Ramin recently spoke about her investigation with Eric Westervelt on KQED’s Forum program. Here is some of what she said…

Ramin says the fee-for-service payment system in the U.S. incentivizes unnecessary and potentially damaging spine surgery, where in other countries, spine surgery is rare. [emphases mine]

And beware the surgeon who agrees to operate on you after other reputable doctors have turned you down. She gave the example of author, physician and marathon runner Jerome Groopman, who, after five surgeons had told him there was nothing they could do for his back injury, found a sixth who claimed he could operate and get him up and running in six weeks.

“He spent the next 19 years in extraordinary pain,” Ramin says.

Beware the surgeon who agrees to operate on you after other reputable doctors have turned you down.

Ramin also warns against taking the description “minimally invasive spine surgery” literally, calling it a marketing term.

“These are sexy buzzwords,” she says. “Perhaps the incision is small — and it isn’t always. If in fact you do have a small incision, good for you, you might look better in a bathing suit. The damage beneath the skin will be exactly the same as it would be in regular, traditional, conventional spine surgery.” …

However, “If you see a chiropractor more than one or two sessions, you are wasting your time if you are being cracked, adjusted or walked over. Study after study after study has shown that long-term visits to chiropractors don’t help patients. They don’t prevent back pain; they don’t solve back pain.”

She said the World Health Organization has come up with a long list of all the diagnoses for which chiropractic is contra-indicated.( See page 20 here.) “And it’s probably anything that would take you to a chiropractor.” …

Doctors often started out with short-acting pain killers, such as Vicodin, a potent and addictive narcotic. This was often followed by longer-acting, extended-release painkillers, such as the opioid-based Oxycodone — which has led thousands into heroin addiction.
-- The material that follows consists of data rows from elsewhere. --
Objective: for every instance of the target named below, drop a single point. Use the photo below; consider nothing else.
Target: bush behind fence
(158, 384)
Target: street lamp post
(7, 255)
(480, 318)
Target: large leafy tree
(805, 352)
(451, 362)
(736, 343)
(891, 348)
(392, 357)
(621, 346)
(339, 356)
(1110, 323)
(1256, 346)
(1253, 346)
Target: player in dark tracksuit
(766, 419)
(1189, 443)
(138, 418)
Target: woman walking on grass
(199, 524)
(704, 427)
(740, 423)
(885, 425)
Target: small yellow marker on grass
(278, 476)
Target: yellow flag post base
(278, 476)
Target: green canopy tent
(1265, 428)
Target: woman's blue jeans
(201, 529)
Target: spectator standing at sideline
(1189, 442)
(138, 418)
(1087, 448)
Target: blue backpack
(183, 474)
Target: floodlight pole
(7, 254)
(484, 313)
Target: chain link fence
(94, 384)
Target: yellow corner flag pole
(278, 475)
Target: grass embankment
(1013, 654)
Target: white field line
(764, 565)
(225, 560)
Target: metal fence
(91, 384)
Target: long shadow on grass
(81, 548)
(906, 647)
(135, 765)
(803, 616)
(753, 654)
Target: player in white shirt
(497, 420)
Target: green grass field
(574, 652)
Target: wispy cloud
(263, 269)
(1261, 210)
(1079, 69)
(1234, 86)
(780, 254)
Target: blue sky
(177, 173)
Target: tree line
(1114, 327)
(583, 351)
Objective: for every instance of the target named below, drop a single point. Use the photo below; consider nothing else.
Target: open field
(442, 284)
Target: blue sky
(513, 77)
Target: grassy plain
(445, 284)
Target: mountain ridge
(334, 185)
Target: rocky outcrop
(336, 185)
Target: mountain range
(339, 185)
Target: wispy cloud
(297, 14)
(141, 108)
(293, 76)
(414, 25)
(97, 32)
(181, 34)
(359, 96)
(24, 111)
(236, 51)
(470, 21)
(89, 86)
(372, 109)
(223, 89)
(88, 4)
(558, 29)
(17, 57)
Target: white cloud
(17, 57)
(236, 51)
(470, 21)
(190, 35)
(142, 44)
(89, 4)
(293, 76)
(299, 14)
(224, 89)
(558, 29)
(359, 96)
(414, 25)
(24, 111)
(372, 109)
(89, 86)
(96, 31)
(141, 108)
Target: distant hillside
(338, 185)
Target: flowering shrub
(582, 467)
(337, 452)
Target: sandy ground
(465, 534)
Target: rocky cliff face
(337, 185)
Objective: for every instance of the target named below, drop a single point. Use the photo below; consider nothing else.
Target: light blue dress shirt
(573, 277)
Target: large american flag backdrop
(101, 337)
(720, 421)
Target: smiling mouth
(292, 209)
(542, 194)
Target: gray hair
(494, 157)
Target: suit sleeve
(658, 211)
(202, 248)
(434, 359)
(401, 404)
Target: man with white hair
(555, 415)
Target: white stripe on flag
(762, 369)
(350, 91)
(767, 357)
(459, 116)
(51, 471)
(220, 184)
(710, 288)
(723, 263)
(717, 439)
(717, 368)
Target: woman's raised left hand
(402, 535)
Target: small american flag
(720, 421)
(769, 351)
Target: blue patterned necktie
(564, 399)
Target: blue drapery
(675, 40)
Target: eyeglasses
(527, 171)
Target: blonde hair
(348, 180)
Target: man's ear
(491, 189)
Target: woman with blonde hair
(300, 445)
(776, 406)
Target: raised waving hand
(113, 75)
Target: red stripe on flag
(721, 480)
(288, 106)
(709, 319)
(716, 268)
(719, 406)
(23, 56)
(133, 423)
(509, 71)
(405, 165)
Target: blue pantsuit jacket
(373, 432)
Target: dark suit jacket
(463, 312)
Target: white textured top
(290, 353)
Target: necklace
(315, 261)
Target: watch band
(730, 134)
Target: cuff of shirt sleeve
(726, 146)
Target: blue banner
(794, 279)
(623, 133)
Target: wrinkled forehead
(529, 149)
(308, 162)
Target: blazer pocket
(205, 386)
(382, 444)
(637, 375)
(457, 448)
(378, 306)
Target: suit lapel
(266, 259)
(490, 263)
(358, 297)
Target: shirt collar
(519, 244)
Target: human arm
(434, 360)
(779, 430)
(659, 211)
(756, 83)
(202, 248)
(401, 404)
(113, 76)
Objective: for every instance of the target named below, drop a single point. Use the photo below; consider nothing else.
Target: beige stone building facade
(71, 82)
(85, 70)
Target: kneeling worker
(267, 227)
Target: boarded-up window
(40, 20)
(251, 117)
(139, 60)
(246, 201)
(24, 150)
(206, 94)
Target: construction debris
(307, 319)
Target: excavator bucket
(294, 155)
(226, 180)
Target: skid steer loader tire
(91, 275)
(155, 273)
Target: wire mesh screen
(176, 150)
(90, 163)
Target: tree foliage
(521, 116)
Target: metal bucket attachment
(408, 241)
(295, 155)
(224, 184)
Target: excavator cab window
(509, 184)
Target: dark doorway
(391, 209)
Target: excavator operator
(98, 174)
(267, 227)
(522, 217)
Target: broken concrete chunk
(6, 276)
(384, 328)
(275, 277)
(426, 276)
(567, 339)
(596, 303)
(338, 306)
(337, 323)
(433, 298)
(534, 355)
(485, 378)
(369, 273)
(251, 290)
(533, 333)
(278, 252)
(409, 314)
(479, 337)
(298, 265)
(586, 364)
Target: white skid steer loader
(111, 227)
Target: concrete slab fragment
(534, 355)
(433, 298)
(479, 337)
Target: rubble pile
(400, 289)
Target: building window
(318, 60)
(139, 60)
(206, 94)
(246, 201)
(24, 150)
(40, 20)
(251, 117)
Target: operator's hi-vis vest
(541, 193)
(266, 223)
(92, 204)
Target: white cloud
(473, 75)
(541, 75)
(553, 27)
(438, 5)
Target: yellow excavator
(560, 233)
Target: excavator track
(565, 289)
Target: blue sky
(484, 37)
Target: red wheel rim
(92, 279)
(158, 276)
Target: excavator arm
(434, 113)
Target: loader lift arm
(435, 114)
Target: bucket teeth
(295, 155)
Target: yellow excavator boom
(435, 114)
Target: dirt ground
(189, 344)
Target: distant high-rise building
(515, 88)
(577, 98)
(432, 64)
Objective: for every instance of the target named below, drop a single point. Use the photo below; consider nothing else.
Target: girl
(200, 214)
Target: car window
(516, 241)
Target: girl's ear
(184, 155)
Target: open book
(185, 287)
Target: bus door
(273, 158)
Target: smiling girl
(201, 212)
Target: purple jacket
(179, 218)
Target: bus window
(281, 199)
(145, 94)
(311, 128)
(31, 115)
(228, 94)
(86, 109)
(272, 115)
But, Ramin says, opioid painkillers don’t work well for people with back pain…

So What Does Work?

Two things: Exercise and changing the way you think about back pain.

“Understanding that hurt does not mean harm,” Ramin says. “You can continue to live an active life. The most dangerous thing you can do for yourself is take to the couch or take to your bed or take to pain management. But of course that is what most people do.“

Ramin recommends finding a “back whisperer”–someone who understands the musculoskeletal system and is able to help people build strength, balance their gaits and move effectively.

Moving is the key. Our bodies are not built to sit or stand in one place for hours at a time, she says. “The best posture is your next posture.”

So, there you go.  Exercise and changing your thinking.  And, in my case, a well-placed pillow.